- Born: 25 May 1972 Philippines
- Died: 16 July 2023 (aged 51) Quezon City, Philippines
- Occupations: Actor, director
- Known for: That's Entertainment
- Relatives: Phillip Salvador (uncle)

= Ricky Rivero =

Filipino actor and film director (1972–2023)

Ricky Salvador Rivero (May 25, 1972 – July 16, 2023) was a Filipino actor and director.

==Career==
Rivero started his acting career as a child actor in the 1978 FPJ film Patayin si... Mediavillo. He was best known for appearing in German Moreno's variety show That's Entertainment which aired in 1986 until on GMA. He also did appearances in other GMA television shows, as well as in ABS-CBN's.
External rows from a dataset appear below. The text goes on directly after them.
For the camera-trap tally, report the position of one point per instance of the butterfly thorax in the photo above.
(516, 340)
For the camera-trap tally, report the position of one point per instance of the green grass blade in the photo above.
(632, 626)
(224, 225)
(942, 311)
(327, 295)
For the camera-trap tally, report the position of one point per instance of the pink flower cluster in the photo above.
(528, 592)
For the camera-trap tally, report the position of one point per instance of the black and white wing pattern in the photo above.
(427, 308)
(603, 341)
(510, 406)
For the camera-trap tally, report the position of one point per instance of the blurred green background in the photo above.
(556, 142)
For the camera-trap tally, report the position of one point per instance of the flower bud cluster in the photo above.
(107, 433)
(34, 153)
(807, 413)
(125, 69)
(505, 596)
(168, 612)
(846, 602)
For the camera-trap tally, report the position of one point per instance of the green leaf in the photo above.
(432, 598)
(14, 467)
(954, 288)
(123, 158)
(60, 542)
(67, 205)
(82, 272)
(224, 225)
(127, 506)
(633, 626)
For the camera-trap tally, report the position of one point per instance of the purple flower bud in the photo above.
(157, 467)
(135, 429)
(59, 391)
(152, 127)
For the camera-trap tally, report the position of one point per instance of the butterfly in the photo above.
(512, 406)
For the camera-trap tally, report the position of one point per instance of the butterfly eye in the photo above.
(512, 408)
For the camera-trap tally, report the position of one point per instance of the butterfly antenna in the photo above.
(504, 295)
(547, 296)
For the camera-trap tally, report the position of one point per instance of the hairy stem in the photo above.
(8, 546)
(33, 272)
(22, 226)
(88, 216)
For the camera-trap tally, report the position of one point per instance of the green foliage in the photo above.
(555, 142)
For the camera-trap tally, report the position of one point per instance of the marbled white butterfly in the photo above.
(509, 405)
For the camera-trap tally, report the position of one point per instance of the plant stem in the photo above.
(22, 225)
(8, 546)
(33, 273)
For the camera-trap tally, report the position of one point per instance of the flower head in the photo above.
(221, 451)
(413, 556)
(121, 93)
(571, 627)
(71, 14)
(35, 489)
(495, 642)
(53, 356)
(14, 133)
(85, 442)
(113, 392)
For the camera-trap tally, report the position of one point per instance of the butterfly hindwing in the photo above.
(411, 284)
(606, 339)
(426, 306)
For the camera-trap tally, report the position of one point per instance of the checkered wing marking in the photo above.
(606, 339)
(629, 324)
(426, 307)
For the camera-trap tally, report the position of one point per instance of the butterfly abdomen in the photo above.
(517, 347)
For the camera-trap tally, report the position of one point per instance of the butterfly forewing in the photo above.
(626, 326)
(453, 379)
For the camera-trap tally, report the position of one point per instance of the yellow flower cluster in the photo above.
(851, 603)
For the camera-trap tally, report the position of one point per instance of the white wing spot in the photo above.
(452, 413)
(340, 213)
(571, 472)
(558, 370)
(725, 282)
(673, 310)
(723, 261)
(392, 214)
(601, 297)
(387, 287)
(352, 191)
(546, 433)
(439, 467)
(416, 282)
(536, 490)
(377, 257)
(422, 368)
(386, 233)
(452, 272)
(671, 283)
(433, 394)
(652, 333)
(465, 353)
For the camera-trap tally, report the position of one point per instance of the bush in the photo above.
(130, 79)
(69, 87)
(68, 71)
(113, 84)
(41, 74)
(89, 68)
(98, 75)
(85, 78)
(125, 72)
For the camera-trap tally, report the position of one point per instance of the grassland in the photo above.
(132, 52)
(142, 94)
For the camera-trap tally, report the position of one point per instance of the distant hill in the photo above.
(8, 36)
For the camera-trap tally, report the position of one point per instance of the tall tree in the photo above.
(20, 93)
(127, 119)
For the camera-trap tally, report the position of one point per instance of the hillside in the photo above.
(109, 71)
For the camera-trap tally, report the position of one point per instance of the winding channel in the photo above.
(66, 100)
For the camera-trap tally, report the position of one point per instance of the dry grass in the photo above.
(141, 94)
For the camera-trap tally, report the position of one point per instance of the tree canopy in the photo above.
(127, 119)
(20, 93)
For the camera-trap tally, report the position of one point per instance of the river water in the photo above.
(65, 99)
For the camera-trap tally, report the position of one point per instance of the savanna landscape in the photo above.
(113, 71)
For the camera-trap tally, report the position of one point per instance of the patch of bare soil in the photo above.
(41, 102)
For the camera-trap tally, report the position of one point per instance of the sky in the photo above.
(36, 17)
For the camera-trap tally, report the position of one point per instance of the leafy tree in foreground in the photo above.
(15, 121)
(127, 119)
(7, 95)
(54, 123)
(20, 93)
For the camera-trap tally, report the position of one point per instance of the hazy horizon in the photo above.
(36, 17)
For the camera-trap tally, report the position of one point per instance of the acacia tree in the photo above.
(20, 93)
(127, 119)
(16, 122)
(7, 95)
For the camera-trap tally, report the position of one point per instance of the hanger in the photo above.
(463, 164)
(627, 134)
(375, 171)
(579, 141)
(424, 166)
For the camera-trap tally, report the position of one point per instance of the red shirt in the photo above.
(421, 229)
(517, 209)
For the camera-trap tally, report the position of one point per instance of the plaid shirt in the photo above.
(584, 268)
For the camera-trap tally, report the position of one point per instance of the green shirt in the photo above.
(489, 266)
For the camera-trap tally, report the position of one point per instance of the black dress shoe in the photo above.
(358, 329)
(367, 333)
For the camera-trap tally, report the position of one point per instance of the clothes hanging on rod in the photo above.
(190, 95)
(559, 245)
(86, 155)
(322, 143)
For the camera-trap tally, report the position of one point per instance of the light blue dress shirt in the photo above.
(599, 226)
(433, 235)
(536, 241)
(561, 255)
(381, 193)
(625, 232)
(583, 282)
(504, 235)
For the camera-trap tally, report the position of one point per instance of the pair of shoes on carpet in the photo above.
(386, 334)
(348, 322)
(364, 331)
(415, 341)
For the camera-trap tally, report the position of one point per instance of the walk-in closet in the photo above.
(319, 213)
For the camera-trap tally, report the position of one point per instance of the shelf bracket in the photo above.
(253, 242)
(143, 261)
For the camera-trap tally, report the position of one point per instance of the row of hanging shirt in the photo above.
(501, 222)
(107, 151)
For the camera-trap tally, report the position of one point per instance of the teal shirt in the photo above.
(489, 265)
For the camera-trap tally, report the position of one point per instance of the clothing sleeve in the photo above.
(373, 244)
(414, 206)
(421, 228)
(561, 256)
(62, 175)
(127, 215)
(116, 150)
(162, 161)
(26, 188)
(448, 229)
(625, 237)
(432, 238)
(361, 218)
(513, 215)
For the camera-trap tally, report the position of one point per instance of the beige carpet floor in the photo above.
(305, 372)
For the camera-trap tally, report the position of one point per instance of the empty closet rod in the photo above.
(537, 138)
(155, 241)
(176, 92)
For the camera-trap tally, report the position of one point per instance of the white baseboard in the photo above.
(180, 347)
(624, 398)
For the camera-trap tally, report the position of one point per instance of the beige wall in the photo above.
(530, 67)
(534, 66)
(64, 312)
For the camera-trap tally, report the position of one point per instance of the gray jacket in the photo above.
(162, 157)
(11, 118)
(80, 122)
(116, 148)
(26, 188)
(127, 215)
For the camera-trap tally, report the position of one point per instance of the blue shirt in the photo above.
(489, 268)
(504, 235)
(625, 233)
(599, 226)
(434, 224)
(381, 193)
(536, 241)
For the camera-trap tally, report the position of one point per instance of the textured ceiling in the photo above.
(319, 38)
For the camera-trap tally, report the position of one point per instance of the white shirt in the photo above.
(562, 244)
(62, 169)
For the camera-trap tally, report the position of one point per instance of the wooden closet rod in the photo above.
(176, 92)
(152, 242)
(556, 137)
He also did acting roles for feature films, starring in Ninja Kids and Samurai Sword.

Rivero was also a television director and was responsible for overseeing the production of Kokey (2007), Forevermore (2014), and Mula sa Puso (2011).

The 2023 work D' Aswang Slayerz which starred Mel Martinez, marked Rivero's debut as a film director.

==Personal life and death==
Rivero was openly gay and had a partner. His uncle, Phillip Salvador is also an actor.

On June 13, 2011, Rivero survived a stabbing incident. He was able to bring himself to a hospital despite sustaining multiple wounds reportedly inflicted by a former friend he knew from Facebook.

Rivero suffered a stroke in 2015, which he recovered from after months of treatment. However, he subsequently had difficulties in walking and had to use a wheelchair occasionally. In May 2023, Rivero was confined to the Philippine Heart Center in Quezon City after suffering from a second stroke and remained in the hospital throughout June. Rivero died on July 16, 2023, at the age of 51.